We are currently seeing a dramatic surge in activity unlike anything I have experienced in my 28 years of selling real estate in Santa Cruz, marked by irrational price increases and large numbers of all-cash buyers competing for any inventory they can find. In short, our once stable housing market is starting to resemble something more like the running of the bulls in Pamplona.
Oddly enough, this manic cycle was triggered in large part by the pandemic, where our community emerged as the preferred location for working from home by the economic juggernaut that is Silicon Valley, fanned by additional factors like a 30% rise in the stock market.
Santa Cruz County’s median housing price hit the $1,000,000 mark for the first time last July, and hasn’t looked back since. It has been hovering at around $1.1 Million for the past several months, but in recent weeks we have seen an explosion in overbids that is likely to show yet another quantum leap when the numbers come out for April. How big a leap remains to be seen, but judging by current activity, we could easily be looking at an additional 20% rise, and I’m not so sure it’s coming back down.
A home came on the market last week for $1,295,000 on the East Side, where a quick look at MLS activity for its price segment in the region showed 7 listings in escrow, with verbal confirmation that at least one of them went for $300K more, or a full 24% above its asking price. A review of closings for this segment showed 7 homes had sold in the past month, with average sale prices exceeding their list prices by 14.3%, and the maximum overbids closing at $405K (29%), $330K (22.1%), and $321K (22.3%) above list price. According to the listing agent they are headed well over the $1.7 Million mark.
Another relatively nondescript home in nearby Live Oak was priced at $999,000 and attracted 31 offers, with 13 of them all cash. It is rumored to be under contract at $1.8 Million (that’s more than 80% over list price) with a raft of other bids around the $1.6 Million mark. The alarming part, if you are a buyer, is that the other 12 all-cash parties who didn’t get this property are still roaming the streets actively looking. On the other hand, if you’ve been thinking a bout selling, now would be a pretty good time.

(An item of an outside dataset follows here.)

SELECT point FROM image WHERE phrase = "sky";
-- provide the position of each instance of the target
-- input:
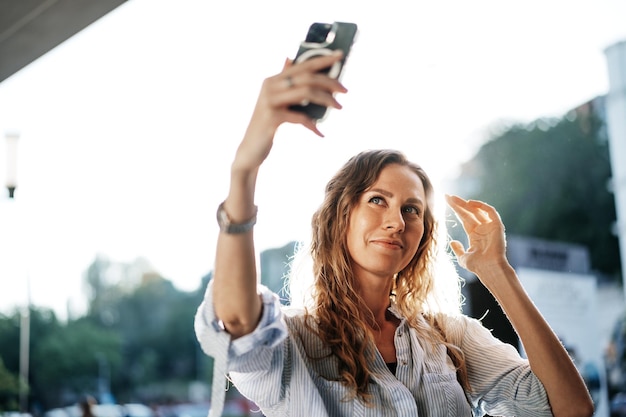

The market has entered a surreal state, where the list price has been rendered almost irrelevant, and where finding out the prices of comparable properties under contract has become an integral part of the research process, both for agents advising their clients on where they likely need to come in, as well as appraisers astute enough to realize that last month’s closed transactions are out of touch with today’s values. And in order to save everyone time and grief, listing agents are becoming increasingly transparent about where terms need to be in order to screen out all but the most serious bidders.
And in the meantime, to paraphrase Bukowski, the prices continue to run away like wild horses over the hills.